Above is a pic of Lt. Colonel James Galbraith, Regimental Colour in hand, alongside Bobbie the regimental dog and some of the other "Last Eleven" survivors of the 66th (Berkshire) Regiment, making their last stand in one of the walled gardens just South of Khig village, a few miles West of the Afghan town of Maiwand.

Thursday, December 11, 2014

Charasiab preview

Well I'm not done with my Charasiab lay-out just yet, but... I'm happy to report I am a bit closer to it!

Finished up gluing down and painting the ground-cover on the Kabul River terrain board.  Before moving on to paint the river itself to match the pair of previously compelted Logar River boards, I couldn't keep myself from laying out the whole dang thing just to see how it would look.

It's still far from finished though!  Here's a list of what remains to be done...

(1) ROADS:  Most of the roads are NOT the 3" wide acrylic caulk roads I started making months ago and will continue making for this lay-out after I finish both rivers, instead they're 4" wide roads I made years ago from thin sheets of craft foam.

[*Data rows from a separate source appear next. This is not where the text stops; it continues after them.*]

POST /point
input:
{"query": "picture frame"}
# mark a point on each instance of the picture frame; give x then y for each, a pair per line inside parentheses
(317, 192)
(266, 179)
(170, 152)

(2) CROP FIELDS :  I need to make a lot more of these to cover the area on both banks of the Kabul River and between the Logar River and the Karez (man-made irrigation canal).

(3) EASTERN BLUFFS:  I plan to build a tall, steep mountain (about 6' wide, 30" long, and 14" high) to place at the North-East the edge of the table beside the East bank of the Logar River, where a large mountain stands in real life.  Months ago I started prepping a big piece of cork bark for this purpose.  If it works it should be a bit like a more textured 3-D version of the illustrious General Tremorden Rederring's cardboard mountain profiles.*

(*If you've never seen these, I encourage you to check them out by visiting the page devoted to them on the good General's site, now reachable only through the "WayBack" machine, by clicking here: THE MAJOR GENERAL'S MOUNTAIN PAGE.  His entire site is a treasure-trove of wonders for miniature wargamers in general and Colonial wargamers in particular.  The main page can be reached here: THE MAJOR GENERAL'S WEBSITE)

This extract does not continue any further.